Two-dimensional modeling of LW excitation and propagation processes with the example of the Al-IDT/AlN/(100) diamond PLS was performed using COMSOL Multiphysics software in the Plane Strain approximation. For FEM modeling, a Free Triangular mesh was used, the maximum cell size of which did not exceed 1/20 of the sound wavelength in the material under study. We investigated a PLS model with non-apodized IDTs. A microwave signal with a voltage of 1 V was applied to the active IDT electrodes, and the Floating Potential condition was imposed on the reflecting MSR electrodes. The Perfectly Matched Layer (PML) boundary condition was used to prevent acoustic wave reflection from the side walls of sample.

Figure 6 shows the experimental and calculated frequency dependences of the real part of the impedance ReZ_11e obtained near 4 GHz on DUT no. 2 as SAW resonator with a period d = 20 μm. The calculation results agree well with the experimental data.

Fig. 6.

Examples of (a) experimental and (b) calculated frequency dependence of real part of impedance Re Z_11e obtained on DUT no. 2 (SAW resonator with period d = 20 μm) near 4 GHz.

Figure 7 shows the calculation of distribution of the Y-component of the thickness displacement of DUT no. 2 at 3.968 GHz (one of the resonance peaks shown in Fig. 6).
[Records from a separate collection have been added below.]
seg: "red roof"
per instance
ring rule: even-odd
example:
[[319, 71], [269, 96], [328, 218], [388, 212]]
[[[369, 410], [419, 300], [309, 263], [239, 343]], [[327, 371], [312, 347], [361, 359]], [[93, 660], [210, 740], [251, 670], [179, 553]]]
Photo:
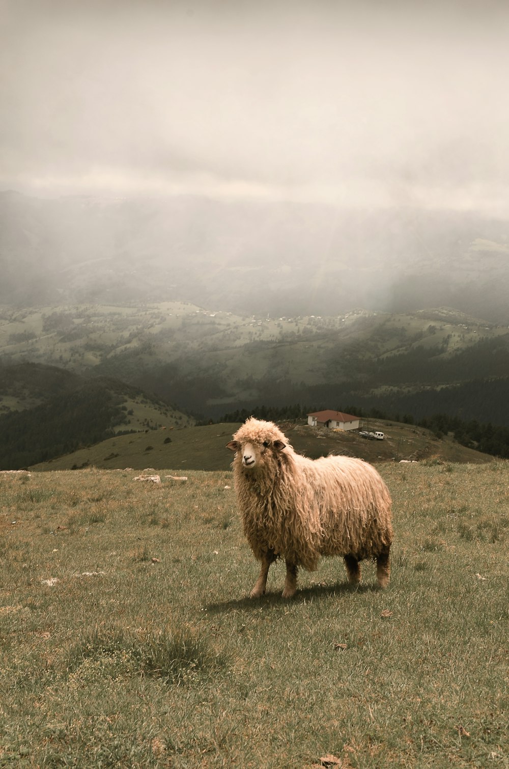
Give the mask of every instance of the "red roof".
[[314, 411], [308, 414], [308, 417], [316, 417], [318, 422], [328, 422], [330, 419], [335, 419], [337, 422], [354, 422], [360, 419], [360, 417], [353, 417], [351, 414], [343, 414], [342, 411]]

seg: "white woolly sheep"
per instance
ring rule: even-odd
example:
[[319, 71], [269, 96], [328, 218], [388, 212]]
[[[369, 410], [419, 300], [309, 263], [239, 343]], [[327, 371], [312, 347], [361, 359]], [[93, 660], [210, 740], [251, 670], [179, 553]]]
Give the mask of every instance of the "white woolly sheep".
[[251, 597], [265, 592], [268, 570], [284, 558], [284, 598], [297, 589], [299, 566], [314, 571], [321, 556], [344, 559], [348, 578], [361, 580], [359, 561], [377, 562], [381, 588], [389, 581], [391, 501], [387, 486], [361, 459], [296, 454], [272, 422], [251, 418], [227, 448], [244, 533], [261, 561]]

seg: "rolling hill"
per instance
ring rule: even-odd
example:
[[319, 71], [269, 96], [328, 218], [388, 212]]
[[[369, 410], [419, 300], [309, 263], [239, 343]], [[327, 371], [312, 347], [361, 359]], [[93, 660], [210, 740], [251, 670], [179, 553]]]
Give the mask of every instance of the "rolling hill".
[[185, 414], [112, 378], [56, 367], [0, 368], [0, 467], [17, 469], [119, 432], [192, 424]]
[[451, 308], [271, 318], [180, 301], [4, 307], [0, 323], [4, 361], [119, 379], [201, 418], [371, 403], [509, 425], [509, 330]]
[[0, 193], [0, 303], [237, 314], [447, 305], [509, 322], [507, 219], [473, 211]]
[[[225, 448], [238, 428], [235, 423], [208, 424], [174, 430], [158, 430], [148, 434], [118, 435], [95, 446], [82, 448], [51, 461], [35, 464], [38, 471], [73, 470], [86, 467], [105, 469], [228, 470], [231, 453]], [[300, 422], [281, 423], [296, 451], [311, 458], [328, 454], [361, 457], [370, 462], [399, 459], [472, 462], [491, 461], [493, 458], [461, 446], [451, 438], [437, 439], [430, 431], [384, 420], [369, 421], [370, 429], [381, 429], [384, 441], [367, 441], [356, 432], [335, 432], [310, 428]]]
It can be seen that the field of elastic displacements for this mode takes up the entire bulk of the sample. Since the displacements on the upper and lower surfaces of the sample are in phase, it should be concluded that the antisymmetric LW mode occurs in this case. The frequency interval between the ReZ_11e maxima was ~17 MHz, while the corresponding value for the HBAR sample achieved on the Al/AlN/Mo/(100) diamond PLS with the same thicknesses of the substrate and AlN film is ~19 MHz.

Fig. 7.

Distribution of Y-component of thickness displacement of DUT no. 2 (SAW resonator with period d = 20 μm) at 3.968 GHz.

CONCLUSIONS

We have studied in detail the propagation of dispersive surface acoustic waves of Rayleigh, Sezawa, and SH-mode types in the Me-IDT/AlN/(100) diamond (Me = Pt, Al) PLS with a frequency of up to 1000 MHz. The dispersion curves of the SAW phase velocities and EMCC were obtained and their types identified. For practical application, Sezawa mode R₁ is more preferable, since it has a higher phase velocity and a relatively large EMCC. Rayleigh-type modes show a higher Q-factor compared to SH-modes.

LW excitation at microwave frequencies in the Me-IDT/AlN/(100) diamond PLS, configured as a SAW resonator, was achieved in the 750–7300 MHz range. A significantly higher Q-factor of the LW resonance curves is demonstrated than for SAW propagating on the same substrate. Thus, at a frequency of ~7 GHz, the loaded Q-factor had a value of ~3400, and the quality parameter is equal to Q × f = 2.4 × 10¹³ Hz. These parameters are almost ten times higher than similar data recently obtained for the SMR and membrane resonators based on thin lithium niobate plates in which LW are used and the operating frequencies are limited to 5 GHz [21]. Note also that the LW resonances in the studied samples were observed at higher frequencies up to 7.3 GHz.

Based on the experimental results of this study, the authors propose a detailed analysis of the structure of microwave LW with tools for visualizing the elastic displacement fields in COMSOL Multiphysics, which will be carried out in their next paper.

The results can be useful in developing composite microwave acoustoelectronic devices and sensors.